Cela fait un an qu’a éclaté, avec une vigueur nouvelle, un conflit qui ronge le Proche-Orient et le monde entier depuis des décennies.
Ce conflit a connu tant d’épisodes, d’escalades, d’instrumentalisations, d’événements collatéraux, d’intervenants et de tentatives de légitimation multiples, mais surtout de drames et de victimes, que plus personne ne sait comment ni par qui il pourrait être arrêté.

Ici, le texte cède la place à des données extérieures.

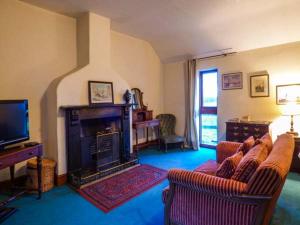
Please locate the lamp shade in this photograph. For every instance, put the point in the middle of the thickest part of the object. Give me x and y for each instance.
(291, 109)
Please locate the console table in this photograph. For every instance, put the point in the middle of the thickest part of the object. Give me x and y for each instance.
(12, 156)
(142, 125)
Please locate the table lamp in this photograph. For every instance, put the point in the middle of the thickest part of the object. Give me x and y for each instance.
(291, 109)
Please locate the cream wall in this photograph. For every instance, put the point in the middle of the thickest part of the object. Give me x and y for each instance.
(174, 93)
(36, 46)
(282, 64)
(137, 62)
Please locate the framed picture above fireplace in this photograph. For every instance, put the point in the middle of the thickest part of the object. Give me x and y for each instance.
(101, 92)
(259, 85)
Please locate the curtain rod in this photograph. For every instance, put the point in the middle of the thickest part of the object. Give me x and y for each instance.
(215, 56)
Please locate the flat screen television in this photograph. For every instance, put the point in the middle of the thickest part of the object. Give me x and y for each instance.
(14, 122)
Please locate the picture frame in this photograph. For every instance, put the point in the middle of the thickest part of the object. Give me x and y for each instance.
(259, 86)
(231, 81)
(288, 93)
(100, 92)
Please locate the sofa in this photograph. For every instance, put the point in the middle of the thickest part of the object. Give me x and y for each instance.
(200, 197)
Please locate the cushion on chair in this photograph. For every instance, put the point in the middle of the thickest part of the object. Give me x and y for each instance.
(267, 140)
(229, 165)
(250, 163)
(247, 145)
(172, 139)
(209, 167)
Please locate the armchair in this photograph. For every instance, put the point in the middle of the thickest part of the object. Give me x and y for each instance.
(195, 198)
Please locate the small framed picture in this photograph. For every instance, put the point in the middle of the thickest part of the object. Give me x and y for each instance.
(100, 92)
(289, 93)
(232, 81)
(259, 86)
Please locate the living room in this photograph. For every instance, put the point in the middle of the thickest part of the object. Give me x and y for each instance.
(216, 67)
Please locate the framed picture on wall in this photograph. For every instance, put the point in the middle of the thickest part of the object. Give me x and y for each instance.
(259, 86)
(289, 93)
(100, 92)
(232, 81)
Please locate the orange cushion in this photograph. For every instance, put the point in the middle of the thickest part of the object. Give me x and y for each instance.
(209, 167)
(247, 145)
(228, 166)
(250, 163)
(267, 140)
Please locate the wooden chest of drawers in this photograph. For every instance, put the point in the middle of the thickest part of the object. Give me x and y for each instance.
(240, 131)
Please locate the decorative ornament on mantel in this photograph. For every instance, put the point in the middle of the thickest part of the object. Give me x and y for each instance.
(127, 96)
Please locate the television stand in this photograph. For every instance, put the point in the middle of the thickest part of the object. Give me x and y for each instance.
(12, 156)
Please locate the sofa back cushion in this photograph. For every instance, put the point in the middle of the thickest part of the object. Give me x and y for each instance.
(267, 140)
(250, 163)
(273, 171)
(229, 165)
(247, 145)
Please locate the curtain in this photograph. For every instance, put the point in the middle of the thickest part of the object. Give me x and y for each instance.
(192, 103)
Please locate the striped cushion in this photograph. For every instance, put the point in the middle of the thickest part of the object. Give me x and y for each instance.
(209, 167)
(228, 166)
(247, 145)
(250, 163)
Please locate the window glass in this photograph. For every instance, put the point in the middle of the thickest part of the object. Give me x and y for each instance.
(210, 89)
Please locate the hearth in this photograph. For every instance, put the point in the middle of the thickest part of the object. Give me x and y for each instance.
(98, 141)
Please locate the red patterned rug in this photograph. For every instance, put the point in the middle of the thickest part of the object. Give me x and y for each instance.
(114, 191)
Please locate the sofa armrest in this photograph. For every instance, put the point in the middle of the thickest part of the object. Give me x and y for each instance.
(206, 183)
(226, 149)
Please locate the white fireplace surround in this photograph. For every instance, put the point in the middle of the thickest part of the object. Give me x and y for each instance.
(94, 61)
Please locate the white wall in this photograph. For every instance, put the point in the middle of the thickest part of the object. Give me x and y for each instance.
(38, 49)
(282, 64)
(36, 46)
(174, 93)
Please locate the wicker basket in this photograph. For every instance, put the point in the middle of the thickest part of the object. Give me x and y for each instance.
(47, 174)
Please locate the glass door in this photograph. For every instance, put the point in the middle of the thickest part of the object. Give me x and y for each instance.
(209, 108)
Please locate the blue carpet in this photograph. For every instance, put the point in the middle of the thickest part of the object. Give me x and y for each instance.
(63, 206)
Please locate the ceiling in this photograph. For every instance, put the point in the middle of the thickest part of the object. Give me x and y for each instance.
(191, 28)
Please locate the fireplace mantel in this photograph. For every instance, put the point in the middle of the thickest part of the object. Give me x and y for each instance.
(65, 107)
(87, 161)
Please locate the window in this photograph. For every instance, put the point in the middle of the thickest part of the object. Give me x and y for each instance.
(208, 108)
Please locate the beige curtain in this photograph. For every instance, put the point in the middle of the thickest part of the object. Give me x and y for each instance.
(192, 102)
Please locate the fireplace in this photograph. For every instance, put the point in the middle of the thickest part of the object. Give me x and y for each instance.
(98, 142)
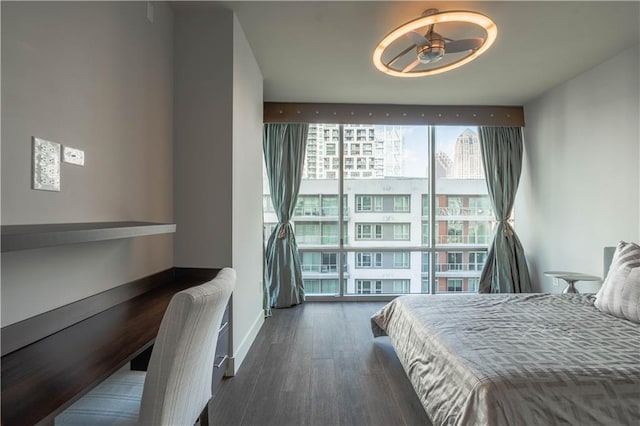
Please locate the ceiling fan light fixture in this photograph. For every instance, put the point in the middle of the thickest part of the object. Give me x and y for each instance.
(436, 54)
(433, 53)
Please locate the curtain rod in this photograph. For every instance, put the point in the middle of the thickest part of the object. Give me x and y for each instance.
(285, 112)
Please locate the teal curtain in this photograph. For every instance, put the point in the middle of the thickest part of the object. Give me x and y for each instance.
(505, 270)
(284, 147)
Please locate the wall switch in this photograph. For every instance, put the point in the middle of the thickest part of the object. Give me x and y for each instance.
(73, 156)
(46, 165)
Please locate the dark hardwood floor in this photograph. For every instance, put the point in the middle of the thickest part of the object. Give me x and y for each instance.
(318, 364)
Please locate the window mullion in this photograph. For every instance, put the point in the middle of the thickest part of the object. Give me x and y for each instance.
(341, 252)
(432, 207)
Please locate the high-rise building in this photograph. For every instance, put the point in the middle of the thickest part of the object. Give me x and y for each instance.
(443, 165)
(365, 154)
(468, 157)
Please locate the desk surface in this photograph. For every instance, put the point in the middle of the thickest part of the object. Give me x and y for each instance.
(40, 380)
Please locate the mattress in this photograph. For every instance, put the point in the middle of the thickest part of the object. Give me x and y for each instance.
(523, 359)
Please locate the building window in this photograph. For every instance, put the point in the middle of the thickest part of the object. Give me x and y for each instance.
(401, 260)
(307, 205)
(386, 178)
(401, 231)
(425, 233)
(401, 203)
(454, 261)
(476, 260)
(454, 285)
(473, 285)
(425, 205)
(329, 262)
(400, 286)
(368, 231)
(369, 286)
(364, 203)
(425, 263)
(454, 232)
(368, 260)
(315, 286)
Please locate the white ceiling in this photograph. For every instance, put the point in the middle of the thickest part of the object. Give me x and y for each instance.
(321, 51)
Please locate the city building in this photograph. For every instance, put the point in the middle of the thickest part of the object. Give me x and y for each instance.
(387, 245)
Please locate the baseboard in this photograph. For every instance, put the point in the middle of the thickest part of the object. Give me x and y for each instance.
(243, 348)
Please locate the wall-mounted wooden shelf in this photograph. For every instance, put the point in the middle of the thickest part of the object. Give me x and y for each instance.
(25, 237)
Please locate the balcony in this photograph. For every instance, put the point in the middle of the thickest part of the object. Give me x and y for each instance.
(481, 240)
(463, 212)
(454, 269)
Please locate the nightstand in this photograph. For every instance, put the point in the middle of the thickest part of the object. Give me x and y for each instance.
(571, 278)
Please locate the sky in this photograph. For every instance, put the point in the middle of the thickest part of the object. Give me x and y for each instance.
(416, 144)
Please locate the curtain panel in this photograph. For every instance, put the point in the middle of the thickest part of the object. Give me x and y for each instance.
(284, 146)
(505, 270)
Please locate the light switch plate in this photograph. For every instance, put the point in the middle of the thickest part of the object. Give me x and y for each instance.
(46, 165)
(73, 156)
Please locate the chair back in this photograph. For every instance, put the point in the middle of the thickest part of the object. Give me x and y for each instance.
(178, 382)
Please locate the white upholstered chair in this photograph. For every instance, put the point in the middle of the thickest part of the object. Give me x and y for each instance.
(177, 385)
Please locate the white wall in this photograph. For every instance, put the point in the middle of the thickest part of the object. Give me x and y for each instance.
(248, 315)
(580, 184)
(218, 162)
(203, 112)
(95, 76)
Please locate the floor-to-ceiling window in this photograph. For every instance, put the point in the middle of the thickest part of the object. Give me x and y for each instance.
(389, 210)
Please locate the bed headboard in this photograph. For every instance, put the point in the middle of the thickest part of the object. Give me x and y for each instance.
(607, 258)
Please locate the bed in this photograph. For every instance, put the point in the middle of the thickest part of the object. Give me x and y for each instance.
(517, 359)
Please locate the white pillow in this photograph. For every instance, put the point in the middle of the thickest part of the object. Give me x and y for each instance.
(620, 293)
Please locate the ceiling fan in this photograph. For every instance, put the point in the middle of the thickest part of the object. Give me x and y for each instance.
(430, 47)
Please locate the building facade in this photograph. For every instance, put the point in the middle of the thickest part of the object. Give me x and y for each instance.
(388, 244)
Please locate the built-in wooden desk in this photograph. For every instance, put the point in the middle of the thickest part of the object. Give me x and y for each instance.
(41, 379)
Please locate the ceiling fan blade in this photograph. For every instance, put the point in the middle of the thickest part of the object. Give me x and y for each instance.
(463, 45)
(418, 39)
(411, 66)
(399, 55)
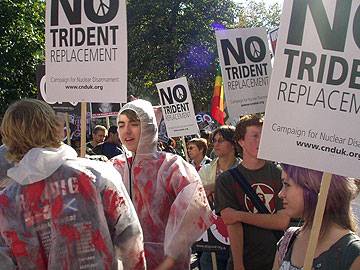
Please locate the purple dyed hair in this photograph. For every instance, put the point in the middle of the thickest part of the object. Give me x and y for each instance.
(341, 192)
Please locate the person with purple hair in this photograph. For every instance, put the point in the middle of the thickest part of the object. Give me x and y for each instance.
(338, 246)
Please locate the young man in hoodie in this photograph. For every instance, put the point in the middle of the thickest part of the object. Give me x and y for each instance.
(166, 191)
(60, 211)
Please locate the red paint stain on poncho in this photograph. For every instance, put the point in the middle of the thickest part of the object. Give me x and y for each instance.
(70, 232)
(86, 187)
(33, 193)
(112, 202)
(201, 224)
(4, 200)
(57, 207)
(221, 227)
(140, 261)
(100, 245)
(18, 247)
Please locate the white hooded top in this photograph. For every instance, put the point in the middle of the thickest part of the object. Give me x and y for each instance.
(64, 212)
(166, 192)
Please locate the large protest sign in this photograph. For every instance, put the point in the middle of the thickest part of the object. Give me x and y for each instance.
(314, 99)
(245, 67)
(58, 107)
(86, 50)
(99, 110)
(216, 238)
(177, 107)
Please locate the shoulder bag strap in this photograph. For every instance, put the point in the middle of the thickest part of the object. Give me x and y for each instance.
(259, 205)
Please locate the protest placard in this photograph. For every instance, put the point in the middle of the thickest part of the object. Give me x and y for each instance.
(99, 110)
(273, 36)
(312, 113)
(177, 107)
(86, 51)
(245, 67)
(58, 107)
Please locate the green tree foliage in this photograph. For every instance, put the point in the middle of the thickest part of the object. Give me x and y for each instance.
(173, 38)
(259, 14)
(22, 43)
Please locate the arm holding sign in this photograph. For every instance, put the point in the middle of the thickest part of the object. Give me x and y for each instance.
(278, 221)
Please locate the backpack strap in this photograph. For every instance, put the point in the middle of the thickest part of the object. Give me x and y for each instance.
(285, 242)
(249, 191)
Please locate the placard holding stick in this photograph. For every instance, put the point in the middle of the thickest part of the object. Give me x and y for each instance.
(68, 131)
(318, 217)
(83, 130)
(185, 149)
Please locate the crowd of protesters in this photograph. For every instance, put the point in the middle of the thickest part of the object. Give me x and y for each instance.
(145, 206)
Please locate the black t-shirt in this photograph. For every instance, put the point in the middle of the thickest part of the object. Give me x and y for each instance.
(259, 244)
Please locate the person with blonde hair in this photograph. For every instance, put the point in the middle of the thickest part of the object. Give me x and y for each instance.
(4, 166)
(60, 211)
(338, 246)
(197, 148)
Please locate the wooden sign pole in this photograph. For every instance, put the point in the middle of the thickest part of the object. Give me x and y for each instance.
(318, 217)
(83, 130)
(68, 131)
(185, 148)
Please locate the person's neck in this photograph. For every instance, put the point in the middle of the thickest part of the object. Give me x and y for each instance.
(332, 234)
(226, 162)
(93, 143)
(251, 163)
(198, 160)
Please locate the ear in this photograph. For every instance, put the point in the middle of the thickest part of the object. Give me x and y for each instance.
(240, 142)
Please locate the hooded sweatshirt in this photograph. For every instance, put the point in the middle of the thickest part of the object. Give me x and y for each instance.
(64, 212)
(166, 192)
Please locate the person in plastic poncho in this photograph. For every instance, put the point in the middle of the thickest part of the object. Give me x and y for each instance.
(166, 191)
(60, 211)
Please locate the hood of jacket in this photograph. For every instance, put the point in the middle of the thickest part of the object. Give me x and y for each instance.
(149, 130)
(40, 163)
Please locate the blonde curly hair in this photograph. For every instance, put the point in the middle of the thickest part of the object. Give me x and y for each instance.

Pourtant, il est impératif que cela cesse. La solution à ce conflit conditionne en grande partie la résolution d’autres affrontements, peut-être moins symboliques et anciens, mais parfois plus graves en nombre de victimes. Le courage d’y mettre fin a une valeur prophétique et exemplaire, bien plus que la poursuite suicidaire d’une spirale de violence.
Tous ceux qui se sentent solidaires des parties en conflit ont une responsabilité d’autant plus grande de chercher et de trouver les chemins d’une paix juste et durable, plutôt que d’une paix éphémère obtenue par l’écrasement temporaire de l’autre par la force des armes et la terreur.
Ce lundi 7 octobre, le Pape nous appelle à une journée de prière et de jeûne.
Que Dieu commence par désarmer nos cœurs, afin que nous puissions inventer la Paix !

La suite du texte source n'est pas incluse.